Yes, the die-hard, rabid Hillary haters are out there in the media, but instead of raising the campaign to a level where we could define a new "frame" for battling with them, the Clinton campaign has joined forces with many of those key people that they ask us to defend them from.

That is a betrayal of the basest kind.

We, for one, will not defend those who mobilize the vast right wing conspiracy when it suits their personal goals.

We are progressives. We are Democrats. We believe in decency and integrity.

You won't find us bailing ourselves out by teaming up against "the black man" with Richard Mellon Scaife, or the "American Spectator," or Rush Limbaugh.

But the Clinton campaign will, and then ask us to defend them from the very same people.

Maybe a sucker is born every minute, but we're not going to be one of them.

BUZZFLASH EDITOR'S BLOG

Anonymous said...

Hillary needs to keep her race baiting campaign alive. It'll kill any chance she has of EVER being president. ......v




No apparent ‘Wright effect’ in new NBC/WSJ poll
By: Steve Benen @ 5:30 AM - PDT

The conventional wisdom held that the recent controversy surrounding Jeremiah Wright would help drag one Democratic presidential hopeful down, at least a little while helping push the other up. As it turns out, according to a new poll from NBC News/Wall Street Journal, that’s exactly what happened — though the candidate that was supposed to go down went up.

The racially charged debate over Barack Obama’s relationship with his longtime pastor hasn’t much changed his close contest against Hillary Clinton, or hurt him against Republican nominee-in-waiting John McCain, according to a new Wall Street Journal/NBC News poll.

Democratic pollster Peter Hart, who conducts the Journal/NBC polls with Republican pollster Bill McInturff, called the latest poll a “myth-buster” that showed the pastor controversy is “not the beginning of the end for the Obama campaign.”

But both Democrats, and especially New York’s Sen. Clinton, are showing wounds from their prolonged and increasingly bitter nomination contest, which could weaken the ultimate nominee for the general-election showdown against Sen. McCain of Arizona. Even among women, who are the base of Sen. Clinton’s support, she now is viewed negatively by more voters than positively for the first time in a Journal/NBC poll.

Indeed, the poll results aren’t encouraging for the Clinton camp. While she had a four-point lead over Obama among Dems two weeks ago, she and Obama are now tied at 45%. In hypothetical general-election match-ups, Obama now leads McCain by two (44% to 42%), while McCain leads Clinton by two (46% to 44%). The Wright controversy was supposed to drive white Dems to Clinton in larger numbers, but her margin actually shrank in recent weeks, from 12 points to eight.
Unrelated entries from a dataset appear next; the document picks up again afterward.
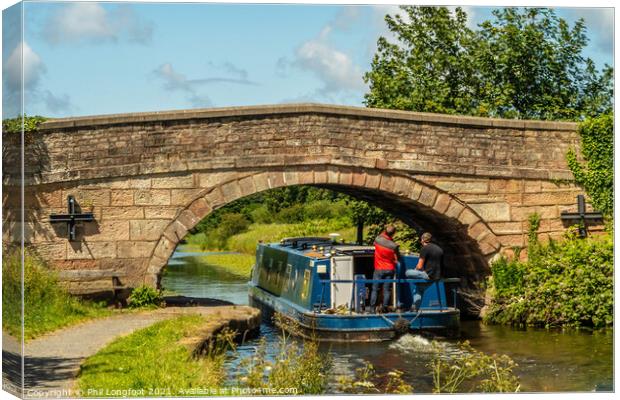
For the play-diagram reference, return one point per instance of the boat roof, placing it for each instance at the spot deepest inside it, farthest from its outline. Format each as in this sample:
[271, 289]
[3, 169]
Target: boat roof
[321, 247]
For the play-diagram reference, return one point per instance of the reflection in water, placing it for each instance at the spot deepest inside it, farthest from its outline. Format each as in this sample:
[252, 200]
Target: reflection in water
[549, 361]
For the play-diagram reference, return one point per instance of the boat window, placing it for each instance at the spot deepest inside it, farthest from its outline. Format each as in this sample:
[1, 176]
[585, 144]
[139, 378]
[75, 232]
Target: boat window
[364, 265]
[306, 285]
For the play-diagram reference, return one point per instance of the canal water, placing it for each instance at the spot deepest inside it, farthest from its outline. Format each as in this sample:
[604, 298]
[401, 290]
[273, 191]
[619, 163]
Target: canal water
[548, 360]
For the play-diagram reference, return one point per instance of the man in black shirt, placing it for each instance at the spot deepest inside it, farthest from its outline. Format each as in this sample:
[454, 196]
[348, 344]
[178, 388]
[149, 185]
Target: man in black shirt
[429, 267]
[430, 262]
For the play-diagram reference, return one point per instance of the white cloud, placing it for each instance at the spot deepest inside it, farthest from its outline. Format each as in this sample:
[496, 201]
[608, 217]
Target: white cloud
[33, 68]
[175, 81]
[334, 68]
[31, 73]
[77, 22]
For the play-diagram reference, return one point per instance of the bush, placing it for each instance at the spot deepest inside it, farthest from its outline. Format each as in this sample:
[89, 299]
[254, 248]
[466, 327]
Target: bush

But it’s the personal impressions of Clinton that should be of the greatest concern. It appears, based on the data, that the tone of the nominating fight is taking its toll.


^
You can't fling sh*t without getting some on yourself!! :-)

Joseph Patrick said...

^2 points:

1) What race bating? What about Jeremiah Wright is race bating. His mouth spews forth hate as readily as Barack Obama spews forth the word change. It's hate speech, not race, that offends me and millions of America.

2) I love how everyone says that Hillary is doomed because of her low approval rating. Okay, fair enough, but answer me this: What does it say about Obama that Hillary has such a low approval rating and he still can't do better then tie her? It's pretty pathetic if you ask me.

And a third point, I ran into a woman today, a "Reagan-Democrat" if you will. She supported Democrats in just about every election her entire life. She made it clear, however, that in no way will she vote for Obama after this Wright thing. I'm telling you, it's damaging.